Captain Reynaldo had observed my paroxysm with a dispassionate, almost scientific interest, holding my dagger in his fist, the prism covered. “My father taught me that trick,” he said in a conversational tone. “He did that to my mother, so she’d know who was master, even without crypta. And it worked.”
I dared to take a deep breath, which made me gag, leaning over the side of my horse and retching up the remains of my breakfast onto the trail and the folds of my dress.
“Until she killed herself,” Reynaldo said. He stuck the dagger through his belt, concealing the handle under the skirt of his leather coat.
Despite my own pain, I felt sympathy for the horror of some poor kidnapped noblewoman, at the mercy of Reynaldo’s father, left to her fate, not rescued by her family. Suicide is a ‘Gravina’s duty when honor and hope are gone. If all else failed it would be up to me to liberate myself in the same way, by choosing death. There was screaming in the background, what I assumed was my own voice, not aloud, but in my head, my mind’s expression of grief at the decision I might be forced to make.

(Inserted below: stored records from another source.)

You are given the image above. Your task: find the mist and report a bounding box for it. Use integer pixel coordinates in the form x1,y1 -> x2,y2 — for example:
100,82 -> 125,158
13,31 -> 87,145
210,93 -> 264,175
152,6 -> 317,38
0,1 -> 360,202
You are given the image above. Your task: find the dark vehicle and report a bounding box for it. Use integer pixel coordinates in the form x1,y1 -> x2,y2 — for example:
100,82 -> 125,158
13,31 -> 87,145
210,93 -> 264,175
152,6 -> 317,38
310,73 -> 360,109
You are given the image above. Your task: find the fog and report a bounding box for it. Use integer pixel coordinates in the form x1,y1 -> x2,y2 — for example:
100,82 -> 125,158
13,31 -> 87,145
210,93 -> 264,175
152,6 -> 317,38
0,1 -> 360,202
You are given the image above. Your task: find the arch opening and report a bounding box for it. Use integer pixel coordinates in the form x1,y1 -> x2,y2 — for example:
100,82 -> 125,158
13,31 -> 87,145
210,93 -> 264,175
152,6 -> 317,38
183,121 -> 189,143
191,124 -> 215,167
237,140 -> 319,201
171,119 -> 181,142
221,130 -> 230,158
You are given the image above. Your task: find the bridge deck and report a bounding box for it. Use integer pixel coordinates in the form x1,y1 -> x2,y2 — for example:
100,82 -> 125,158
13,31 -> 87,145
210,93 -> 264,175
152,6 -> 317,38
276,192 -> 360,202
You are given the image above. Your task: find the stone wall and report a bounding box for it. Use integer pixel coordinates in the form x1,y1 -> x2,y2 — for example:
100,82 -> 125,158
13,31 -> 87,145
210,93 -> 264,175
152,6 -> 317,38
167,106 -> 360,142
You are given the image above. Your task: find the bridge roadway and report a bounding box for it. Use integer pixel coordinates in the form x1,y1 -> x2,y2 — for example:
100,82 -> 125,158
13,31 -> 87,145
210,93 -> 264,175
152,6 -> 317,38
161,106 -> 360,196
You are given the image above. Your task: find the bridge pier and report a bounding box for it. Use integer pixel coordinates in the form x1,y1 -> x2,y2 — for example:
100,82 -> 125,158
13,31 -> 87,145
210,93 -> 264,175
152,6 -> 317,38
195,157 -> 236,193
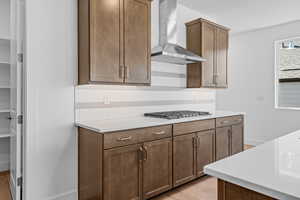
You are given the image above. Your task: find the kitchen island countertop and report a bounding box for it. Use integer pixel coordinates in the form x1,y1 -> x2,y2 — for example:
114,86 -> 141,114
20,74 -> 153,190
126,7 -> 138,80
204,130 -> 300,200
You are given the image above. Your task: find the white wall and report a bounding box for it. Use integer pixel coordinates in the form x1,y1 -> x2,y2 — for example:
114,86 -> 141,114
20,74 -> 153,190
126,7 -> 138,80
75,0 -> 215,122
217,22 -> 300,144
24,0 -> 77,200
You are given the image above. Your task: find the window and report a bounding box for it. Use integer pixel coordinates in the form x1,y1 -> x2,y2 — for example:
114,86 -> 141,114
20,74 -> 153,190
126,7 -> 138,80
275,38 -> 300,109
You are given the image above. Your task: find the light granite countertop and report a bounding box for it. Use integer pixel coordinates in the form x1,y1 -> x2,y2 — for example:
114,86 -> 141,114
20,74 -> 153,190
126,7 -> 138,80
75,111 -> 245,133
204,130 -> 300,200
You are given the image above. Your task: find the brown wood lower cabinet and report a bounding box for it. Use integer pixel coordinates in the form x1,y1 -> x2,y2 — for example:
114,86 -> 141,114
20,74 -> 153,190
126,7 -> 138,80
173,130 -> 215,186
196,130 -> 215,177
143,138 -> 173,199
216,120 -> 244,160
231,124 -> 244,155
103,145 -> 142,200
216,127 -> 231,160
78,116 -> 243,200
173,134 -> 196,186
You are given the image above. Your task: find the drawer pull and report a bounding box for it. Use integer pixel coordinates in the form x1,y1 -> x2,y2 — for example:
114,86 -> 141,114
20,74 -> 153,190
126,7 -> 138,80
221,120 -> 230,124
118,136 -> 132,142
154,131 -> 166,135
143,146 -> 148,161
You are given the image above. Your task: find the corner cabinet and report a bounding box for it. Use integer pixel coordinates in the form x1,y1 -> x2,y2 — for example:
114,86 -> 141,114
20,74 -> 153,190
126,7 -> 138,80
216,116 -> 244,160
78,0 -> 151,85
78,116 -> 244,200
186,19 -> 229,88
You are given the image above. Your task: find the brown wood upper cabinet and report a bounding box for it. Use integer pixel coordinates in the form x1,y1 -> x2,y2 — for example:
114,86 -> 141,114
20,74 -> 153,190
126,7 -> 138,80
186,19 -> 229,88
78,0 -> 151,85
216,116 -> 244,160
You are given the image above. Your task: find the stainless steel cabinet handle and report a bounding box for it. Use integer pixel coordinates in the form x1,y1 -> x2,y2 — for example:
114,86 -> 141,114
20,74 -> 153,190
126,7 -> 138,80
118,136 -> 132,141
143,147 -> 148,161
125,66 -> 129,79
221,121 -> 230,124
154,131 -> 166,135
119,65 -> 124,78
139,147 -> 144,162
193,137 -> 197,148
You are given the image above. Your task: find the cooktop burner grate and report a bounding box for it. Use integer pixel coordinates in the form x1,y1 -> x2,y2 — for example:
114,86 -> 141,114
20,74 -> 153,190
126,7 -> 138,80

I was too weak to talk and I must have lost my mental shield during my ordeal, because Reynaldo also picked up my bleak question: What makes you think I, too, won’t kill myself? and replied to it.
“This,” he said. Reynaldo held my son up in front of me, shaking him to make him cry, although Val was already wailing with all the force his little lungs could muster, windmilling his arms and kicking his legs in his attempts to free himself.
“Mama!” Val cried. “MAMA, MAAAAA MAAAAAAA!” until it wasn’t words, just the pure sound of fear made real. That was what I had been hearing, all the time I fought for life and breath—my son watching his mother being tortured.
“Gi’m t’me!” I said. My voice wouldn’t work yet. I coughed and tried again. “Give my son to me!”
“What will you do for me in return?” Reynaldo said. He held Val in one hand and smacked his face with open palm. Val, who had known nothing but the most indulgent tenderness his entire life, gasped until he choked, then let out another howl of outrage.
“Anything,” I said, hating myself, hating the man for making me crawl.
Reynaldo dared to come a little closer, while keeping Val just out of reach. “Listen carefully, little lady,” he said. “You will not use your gift against me, or any of my men. Do you understand?”
I nodded my head, but that wasn’t good enough. Reynaldo slapped Val again, harder this time, and my son made a sound like a dying rabbit in a snare. “Say it. Say, ‘Yes, Captain Reynaldo, I promise not to use my gift against you.’ ”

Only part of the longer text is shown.